Pierre Dufour dit Bonvivant
Originaire de St-Malo en Bretagne, le fils de Pierre-Mathieu et d'Anne La Rue prit le surnom Bonvivant.
Selon Guy Charpentier, un descendant de Pierre Dufour, par sa mère Jacqueline, ce soldat serait arrivé vers 1728:

En effet "En avril 1729, un tambour de la compagnie de Blainville, Vidal Delair dit Lajeunesse, aussi connu comme le Chat, vend des carreaux de verre à Antoine Poudret, boulanger, puis à Mme de Repentigny. Le mari de Repentigny, Pierre Le Gardeur, pense qu’il s’agit de carreaux de vitres volés au château de Callière. Il va au Corps de garde, trouve le tambour et le fait arrêter. Repentigny envoie les carreaux au garde des magasins du roi, Rocbert. Ce dernier demande une enquête au lieutenant général Raimbault, tenue sur le champ. Les carreaux sont bien ceux du château de Callière .... Le lendemain 13 avril, on interroge Delair et assigne les témoins. Parmi eux, Marie Catherine Cavelier. Elle avait reçu en cadeau 4 carreaux de « Dufour, soldat de la Compagnie de Dubuisson ». Lorsqu’elle avait entendu parler d’un vol de vitres, elle les avait remis immédiatement à Rocbert. Interrogé sur « Dufour de la Compagnie de Dubuisson », ... Le 15 avril, Delair est trouvé coupable et condamné.
Le 28 avril, Pierre Dufour dit Bonvivant, soldat de 17 ans de la Compagnie de Dubuisson, comparaît. Pierre Dufour dit Bonvivant avoue avoir pris 4 carreaux au château de Callière, qu’il a donnés à Marie Catherine Cavelier, femme de Joseph Roy, un garçon boulanger. Il ne connaît pas Delair dit Lajeunesse. Pierre Dufour est envoyé en prison . Le lieutenant général Raimbault assigne ses complices Beausoleil et Saint-Pierre, aussi soldats, et d’autres témoins. Interrogé de nouveau, Delair affirme qu’il s’est trompé, que le François qu’il connaît ne s’appelle pas Dufour et qu’il ne se souvient plus de quelle compagnie il est.
Le 13 juin, le procureur conclut que l’addition d’informations n’a donné aucune raison de changer le jugement contre Delair et la sentence du 15 avril est maintenue. Saint-Pierre est introuvable et il reçoit la même sentence en contumace."
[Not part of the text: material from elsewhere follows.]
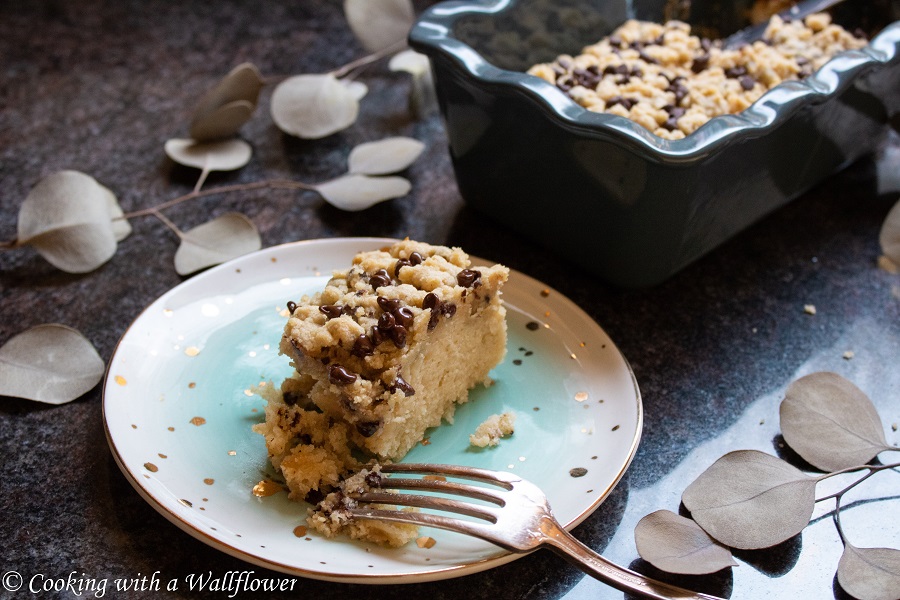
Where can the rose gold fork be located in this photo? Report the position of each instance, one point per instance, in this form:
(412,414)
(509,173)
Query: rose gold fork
(518,519)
Pierre Dufour sera seulement admonesté et réprimandé", puisqu'il a affirmé avoir donné 4 carreaux à marie Catherine Cavalier, ce que l'intéressée a confirmé dans son témoignage.
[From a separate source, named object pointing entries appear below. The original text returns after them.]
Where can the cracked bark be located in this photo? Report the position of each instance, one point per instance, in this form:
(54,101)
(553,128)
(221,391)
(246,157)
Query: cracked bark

Après avoir épousé Charlotte Gloria dit Desrochers dit Roc-Roch, à Notre-Dame de Montréal en 1737, le soldat Pierre Dufour immigra à Fort Détroit, Michigan, qui était à cette époque une possession française en Amérique du Nord.

En 2002, lors de Fouilles archéologiques à l'Entrepôt Townsend
[204, place d’Youville, Vieux Montréal, à proximité du Fort de Callière, sur la rue du Vieux Port], les archéologues trouvèrent cet artéfact bien identifié au nom de "CHARLOTE ROC". (regardez attentivement)
En allant sur ce site: [http://www.pacmusee.qc.ca/ecole/flash/fr/charlotte.html ],
vous trouverez l'histoire de cette Charlotte Gloria dit Desrochers dit Roc - Roch. Mais s'agissait-il plutôt de sa mère, Charlotte Augé, qui portait aussi le nom Charlotte Roc, à cause de son mari Antoine Gloria dit Desrochers dit Roch-Roc
"spécimen"
de la signature de Pierre Dufour dit Bonvivant apparaissant sur plusieurs actes:
le procès de 1729, son acte de mariage en 1737, etc.
Ses trois fils Pierre, Louis et Joachim demeurèrent à Montréal et s'y marièrent. Leur descendance s'y trouve encore surtout dans la région de Châteauguay, pendant que celle de leur frère Jean-Baptiste-Mathieu essaimait dans la région de Détroit, USA, de Windsor et d'Amherstburg en Ontario.
Dans cette région, il apparaît qu'une lignée a même anglicisé son nom en "Oven", traduction littérale du mot "Four", "Fourneau" !!!
C'est une lignée peu nombreuse où le nom Dufour semble s'être graduellement perdu ou transformé.